Ao mesmo tempo, o cerco da repressão contra a AP e as organizações de esquerda em geral se intensificava e estava claro que se fosse preso novamente eu seria morto, pois essa tinha sido a ameaça que sofri por parte do capitão Homero, um dos torturadores, quando saí da prisão. Durante esse período de clandestinidade, agentes do DEOPS foram à casa dos meus pais por duas vezes para me prender. No final de abril de 1971, fui convencido de que não havia mais possibilidades de eu permanecer no Brasil.

Dívida

Só eu sei a angústia que senti ao ter que deixar minha companheira, grávida de três meses, sabendo que ela também corria riscos de ser presa, torturada e talvez assassinada juntamente com nosso filho que ainda estava por nascer. Meu filho nasceu enquanto eu estava no exílio! Esse é um dos traumas profundos que ainda me perseguem, pois só pude conhecê-lo, abraçá-lo e conversar com ele quando ele estava com oito anos, quando vim ao Brasil logo após a assinatura da Lei de Anistia para, então, formalmente reconhecer a sua paternidade e fazer seu registro de nascimento. Só pude conviver com ele, em uma relação de pai/filho, depois de regressar ao país definitivamente em outubro de 1983.

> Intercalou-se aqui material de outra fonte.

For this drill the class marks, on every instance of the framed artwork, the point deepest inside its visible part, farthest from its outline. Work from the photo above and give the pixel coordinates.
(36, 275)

Eu disse em várias ocasiões que essa é uma dívida que a ditadura tem para comigo e com todos nós e que nunca poderá ser paga. A dívida só não é maior porque minha companheira (por quem tenho o maior respeito e admiração) e minha mãe tiveram sempre o cuidado de explicar para ele os motivos por eu não estar no Brasil. Ele cresceu sabendo que eu estava distante, mas não ausente. Durante esse período, apesar de todas as dificuldades de comunicação e os necessários cuidados com a segurança, houve trocas de mensagens entre nós, algumas por fitas cassetes e desenhos, outras por fotos. E o mais salutar disso foram as trocas de comunicação entre o Alexandre e os meus dois filhos (Celso e Paulo) que nasceram no exterior. A amizade entre eles é muito grande e há claramente um clima de admiração mútua entre eles.

 

IHU On-Line – De que maneira o senhor relaciona a ditadura militar com os mais de três séculos de escravidão?

Anivaldo Padilha
– Creio que há vários pontos que estabelecem uma íntima relação entre a ditadura e o nosso passado escravagista. Poderia mencionar vários, mas vou citar somente dois. Um é o profundo preconceito social e racial que ainda prevalece entre setores importantes e poderosos da elite brasileira. Alguém disse (não lembro quem, neste momento) que a nossa elite saltou de uma sociedade escravagista para a modernidade sem passar pela Revolução Francesa, ou seja, não sofreu o impacto dos valores republicanos de liberdade, igualdade e fraternidade; esses preconceitos têm se traduzido, em vários momentos da nossa história, em verdadeiro ódio de classe. Basta ver como esse ódio e esses preconceitos são (re) produzidos em alguns meios de comunicação atualmente; é uma elite que nunca se educou pelos valores humanistas de verdade e por isso é incapaz de conviver com a democracia e usa de todos os meios para criminalizar qualquer movimento social que possa representar uma ameaça, mesmo que remota, aos seus interesses; uma decorrência natural dessa mentalidade é tratar qualquer questão social como caso de polícia, seja em questões ligadas ao mundo do trabalho, moradia ou até saúde pública, como temos visto na cidade de São Paulo ultimamente com a violência policial contra usuários de crack; essa elite sabe exatamente o que a escravidão representou e por isso sempre tratou de mistificá-la nos livros escolares. A abolição da escravatura no país é apresentada como um ato de benignidade de uma representante da nobreza e com isso trata de apagar a memória dos horrores que a escravidão representou para uma parcela enorme da população brasileira no passado e suas consequências para seus descendentes. Eu diria que essas são as raízes ideológico-culturais da enorme desigualdade social que caracteriza a sociedade brasileira.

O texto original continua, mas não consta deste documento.